Mainly, we're looking for evidence that setting a single 1 in a block of 0s with 2^2N random seeds creates a xor compansator set which is compliant with R, as described above. Any more complicated change to any more complicated block might lead us to unjustifiably optimistic assumptions about the strength LMD7.

The Marsaglia A and B values in this case will be (t-46) and (t-52), where t=2^8, as you can see in the code below. (By the way, (A*(2^8)-1) and  (A*(2^7)-1) are both prime as required, and similarly for B.) So here's the Mathematica code which will do this (remove any carriage returns injected by this blog website, then paste into the Mathematica Kernel command prompt). (I realize that the code looks horrible, which is because it's only intended for verification purposes; the C is much more elegant, I promise!)


n=8;t=2^n;A=(t-46);B=(t-52);u=2^(n+n);v=t-1;K=Array[#*0&,u];R=0;S=0;j=63;h=(j+1)/2;L=Array[#&,j+1];For[w=0,w<u,w++,X0=RandomInteger[v];C0=RandomInteger[v];Y0=RandomInteger[v];D0=RandomInteger[v];x=X0;c=C0;y=Y0;d=D0;For[i=0,i<=j,i+=2,x=BitXor[x,y];c=BitXor[c,d];p=(A*BitXor[x,L[[i+1]]])+BitXor[c,L[[i+2]]];x=Mod[p,t];c=BitShiftRight[p,n];q=(B*BitXor[y,L[[BitXor[i,h]+1]]])+BitXor[c,L[[BitXor[i,h]+2]]];y=Mod[q,t];d=BitShiftRight[q,n]];p=p+(y*t)+d;p=Mod[p,u];z0=p;F=RandomInteger[j]+1;G=RandomInteger[n-1];L[[F]]=BitShiftLeft[1,G];x=X0;c=C0;y=Y0;d=D0;For[i=0,i<=j,i+=2,x=BitXor[x,y];c=BitXor[c,d];p=(A*BitXor[x,L[[i+1]]])+BitXor[c,L[[i+2]]];x=Mod[p,t];c=BitShiftRight[p,n];q=(B*BitXor[y,L[[BitXor[i,h]+1]]])+BitXor[c,L[[BitXor[i,h]+2]]];y=Mod[q,t];d=BitShiftRight[q,n]];p=p+(y*t)+d;p=Mod[p,u];z1=p;L[[F]]=F;z=BitXor[z0,z1];If[K[[z]]==0,R++];K[[z]]++;If[K[[z]]>S,S=K[[z]]];If[BitAnd[w,16^^FFF]==0,Print["w=",BaseForm[w,16]]]];Print["R=",R/(2.^(n+n))];Print["R_ideal=",1-Exp[-1.]];Print["population_max=",S];Print["population_max_density_log2=",Log[2.,u/S]];


The output might take 10 minutes to generate.

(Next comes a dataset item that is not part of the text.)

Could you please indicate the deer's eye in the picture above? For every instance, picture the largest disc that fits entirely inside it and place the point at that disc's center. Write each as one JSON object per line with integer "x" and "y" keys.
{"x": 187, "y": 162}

It looks like this (but might slightly differ from yours, on account of the RandomInteger[] function being nondeterministic):


w=0
   16
.
.
.

w=f000
      16




R=0.607376
R_ideal=0.632121
population_max=8
population_max_density_log2=13.


(The W's are just progress indicators, and the "16"s are just Mathematica's obnoxious way of telling us that the result is in hexadecimal.) The important part is at the bottom: This was a 16-bit hash (because A and B both have 8 bits), which as you can see from the W's, we've tested 2^16 times. On each test, we hashed a block of 0s against the same block with a randomly selected bit set to 1, starting from the same random seed in both cases. We then xor the resulting hashes. Finally, we set the bit corresponding to this xor-of-hashes (Z) in a table (K) of 2^16 xor compensator population counts, initially all 0s.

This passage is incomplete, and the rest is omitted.